Pacific Telecommunications Council
- Established: 1979
- Type: trade association
- Registration no.: 99-0200235
- Legal status: non-profit
- Location: Honolulu, Hawaiʻi, United States;
- Region served: Pacific Rim
- Key people: Brian Moon (CEO)
- Website: ptc.org

= Pacific Telecommunications Council =

American industry trade association

Pacific Telecommunications Council (PTC) is a global non-profit organization dedicated to supporting collaboration and innovation in the telecommunications and ICT industries. PTC works to create opportunities for advancing communications and digital infrastructure in the Pacific region and around the world. The organization is recognized as a platform for industry dialogue, research, and professional development.

==History==
PTC was conceptualized in 1977 and officially established as a non-profit in 1980. Its inaugural conference, co-sponsored by the IEEE (Institute of Electrical and Electronics Engineers), was held in 1978, followed by the formal creation of PTC following in 1979. Early supporters included IEEE, the University of Hawaii, Hawaiian Telephone Company, and the Alaska Office of Telecommunications.
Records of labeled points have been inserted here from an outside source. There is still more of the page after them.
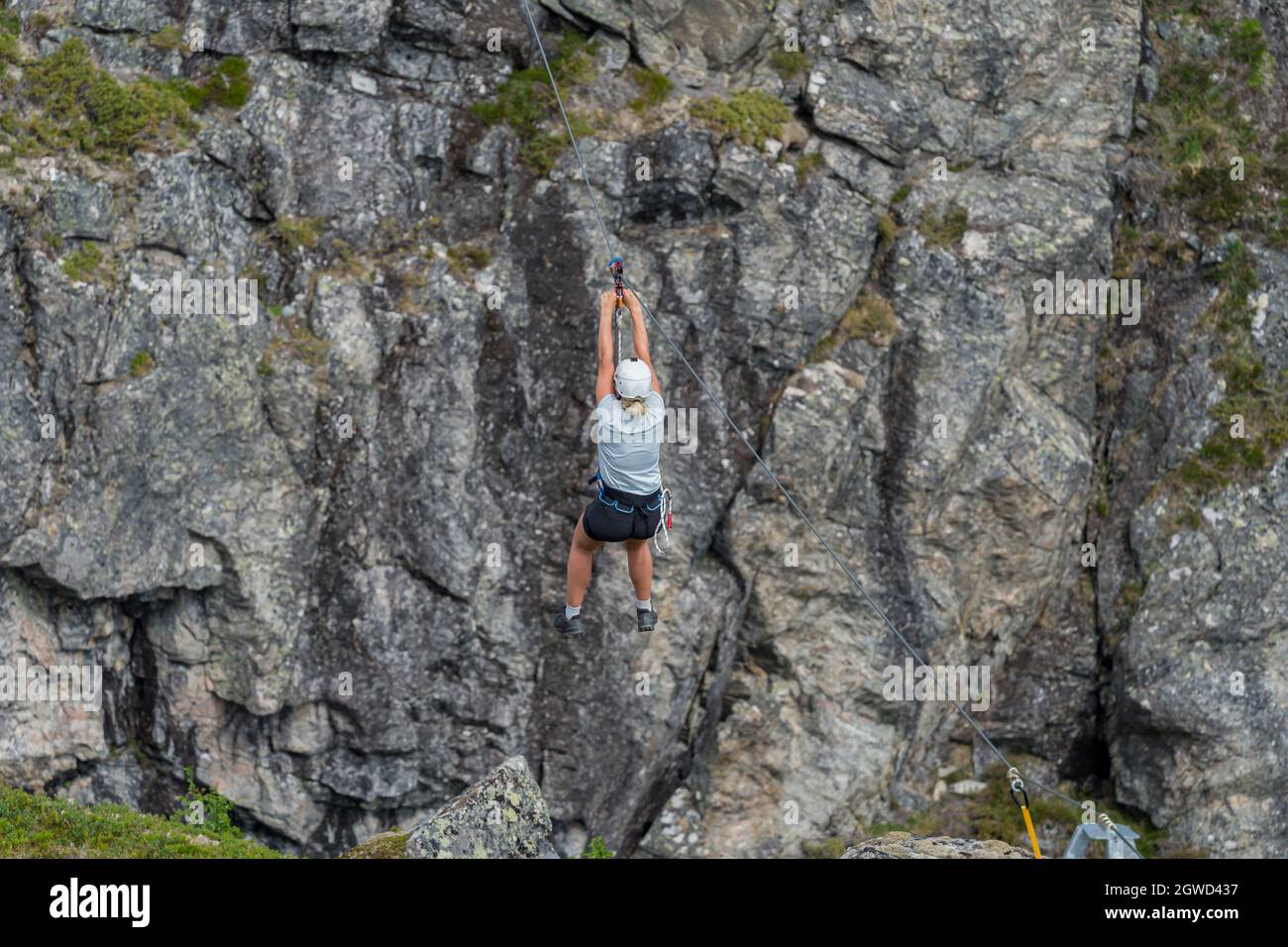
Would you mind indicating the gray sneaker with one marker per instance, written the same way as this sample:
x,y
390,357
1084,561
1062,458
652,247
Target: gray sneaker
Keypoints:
x,y
570,626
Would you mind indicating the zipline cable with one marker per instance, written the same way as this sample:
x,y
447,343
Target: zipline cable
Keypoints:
x,y
755,454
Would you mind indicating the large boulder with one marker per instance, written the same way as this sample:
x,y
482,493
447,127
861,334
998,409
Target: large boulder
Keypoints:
x,y
501,815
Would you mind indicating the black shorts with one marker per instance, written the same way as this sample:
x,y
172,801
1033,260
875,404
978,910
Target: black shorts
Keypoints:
x,y
616,515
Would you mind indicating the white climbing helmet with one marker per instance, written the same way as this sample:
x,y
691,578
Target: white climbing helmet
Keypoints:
x,y
632,377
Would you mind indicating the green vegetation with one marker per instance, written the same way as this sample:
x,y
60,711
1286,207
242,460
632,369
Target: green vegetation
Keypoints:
x,y
527,103
77,106
992,814
1205,125
790,63
81,265
37,826
300,232
142,364
748,116
1201,129
945,228
391,844
297,341
655,88
870,318
1247,46
544,149
597,849
467,258
1249,393
204,806
228,86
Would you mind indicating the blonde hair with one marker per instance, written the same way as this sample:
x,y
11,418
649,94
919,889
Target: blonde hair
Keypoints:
x,y
635,407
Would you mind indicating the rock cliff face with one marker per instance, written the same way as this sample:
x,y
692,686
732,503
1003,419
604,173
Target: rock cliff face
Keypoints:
x,y
316,543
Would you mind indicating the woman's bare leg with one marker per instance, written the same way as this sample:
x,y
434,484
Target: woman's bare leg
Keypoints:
x,y
639,561
581,557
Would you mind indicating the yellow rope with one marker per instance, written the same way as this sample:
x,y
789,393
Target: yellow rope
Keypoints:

The organization is headquartered in Honolulu, Hawaiʻi.

PTC was founded to facilitate the exchange of ideas and policies among industry, academia, and government. In 1986, the United States Information Agency began providing funding to the PTC, enabling greater participation from telecommunications professionals from developing Pacific Rim countries. Over time, PTC has broadened its focus to include emerging technologies like fiber optics, satellite communications, and subsea cable networks. Today, its mission includes advancing global connectivity and promoting sustainability in the digital era.

== PTC Annual Conference ==
The PTC Annual Conference is the organization’s flagship event, held annually each January in Honolulu, Hawai’i. The next Annual Conference will be held January 18-21, 2026. Recognized as a major gathering for telecommunications and ICT professionals, the event marked its 47th anniversary in January 2025.

The conference is a hub for networking, knowledge sharing, and exploring business opportunities. It features high-profile keynote speakers and panels on emerging technologies and market trends, as well as workshops and training sessions. The PTC Annual Conference is recognized as a must-attend event in the telecommunications industry, connecting leaders across digital infrastructure and ICT sectors and providing a platform to discuss emerging trends and global connectivity challenges. The conference is a hub for networking, knowledge sharing, and exploring business opportunities. Additionally, the event has included sessions on sustainable digital infrastructure and regulatory frameworks in its panels.